The opportunity for any technology to improve justice and human dignity tends to be positively correlated with the risks it represents to the same; blockchains and smart contracts are no different. As the entry point to the Internet in a Web3 world, self sovereign identities deserve extraordinary care during the early phases of their design and adoption to ensure they are configured to serve their users, are difficult to abuse and misuse, and are easily adapted in the inevitable event of the discovery of vulnerabilities.

Using self sovereign identities and smart contracts for programmable personal self-governance could enable identity owners to align their behavior with their ideals, but the programmatic manipulation of - and especially restriction of access to - any valuable asset carries risks, even if the system works as intended. Leaving aside bugs and code errors resulting in the loss of funds, certain ways for Alice to terminate her self-imposed contracts seem a necessary safety mechanism. In this example, imagine the white-listed gyms closed, or their private keys were compromised - or somehow a situation changed and Alice needed to withdraw those funds to use elsewhere. A nuanced aspect of system design would be to configure the execution of a safety mechanism - effectively canceling a contract - to be more difficult than simply following the rules of the contract, without being impossible. Perhaps a social approach would work - Alice needs to collect signatures from three friends, explaining why she's decided to break her commitment to herself, or maybe she has to pay some money, etc. Safety mechanisms would likely need to be tailored to the terms and risk of the contract - but are necessary to mitigate unforeseen risks.

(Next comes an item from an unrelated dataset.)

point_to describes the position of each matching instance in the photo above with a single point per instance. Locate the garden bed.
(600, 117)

These self-incentivization mechanisms, at least in the foreseeable future, will need to be opt-in. Until (if ever) all digital activity is conducted after self-sovereign authentication, ways for Alice to circumvent her own rules abound. She could simply buy her ice cream with cash. If such mechanisms are consciously opted into by identity owners, then they are only doing themselves a disservice by evading enforcement. The goal would be to provide support for Alice to act as she herself intends to - as her own sovereign authority - and not to impose restrictions on her from outside.

Why does this need blockchain?

Persistence. Immutability. Openness. Programmability.

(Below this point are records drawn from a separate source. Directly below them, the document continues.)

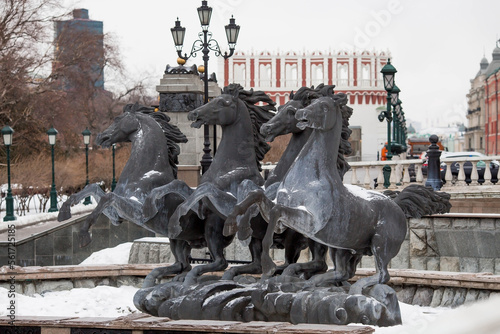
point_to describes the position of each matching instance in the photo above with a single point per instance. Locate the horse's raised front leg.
(152, 205)
(93, 190)
(255, 267)
(126, 208)
(316, 266)
(216, 244)
(343, 260)
(181, 251)
(218, 201)
(257, 197)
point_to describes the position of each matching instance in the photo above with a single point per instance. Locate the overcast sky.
(436, 46)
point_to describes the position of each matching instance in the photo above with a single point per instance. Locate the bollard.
(434, 164)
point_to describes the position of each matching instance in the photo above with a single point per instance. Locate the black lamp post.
(53, 193)
(394, 102)
(205, 43)
(86, 140)
(388, 71)
(398, 119)
(7, 133)
(113, 183)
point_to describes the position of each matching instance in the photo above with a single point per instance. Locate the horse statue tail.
(417, 201)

A new conception of global governance

As self-sovereign identities emerge, the opportunity they present to improve how we govern ourselves should be thoughtfully considered. Here implications for personal governance were explored, though since governments, corporations and other entities have digital identities, they could engage in a similar approach to hold themselves to - and perhaps prove - intended behavior.

Furthermore, similar smart contract mechanisms developed by community authorities could offer individuals the choice of attaching their self-sovereign identity to such an authority such as a government, company, university, etc. By 'subscribing' to an organizational membership - or even a country's citizenship - the informational actions of the self sovereign individual could be subjected to the conditions defined by that organization or authority. Taxes could automatically be deducted from every transaction (regardless of location); religious dietary restrictions could be enforced at the point of sale; individuals could avoid purchasing products from companies with unsustainable supply chains with decision-making automated. Of course, constraints on freedom are difficult to justify if some benefit is not conferred: the benefits of membership or citizenship. Adherence to these membership or citizenship contracts could be how valid membership is proven and rights are conferred upon the members.

Blockchains, smart contracts and the self-sovereign identities emerging within the Web3 paradigm may be enabling a new type of governance, global in scope.

References

Bevir, Mark. (2012). Governance: A Very Short Introduction. Oxford: Oxford University Press.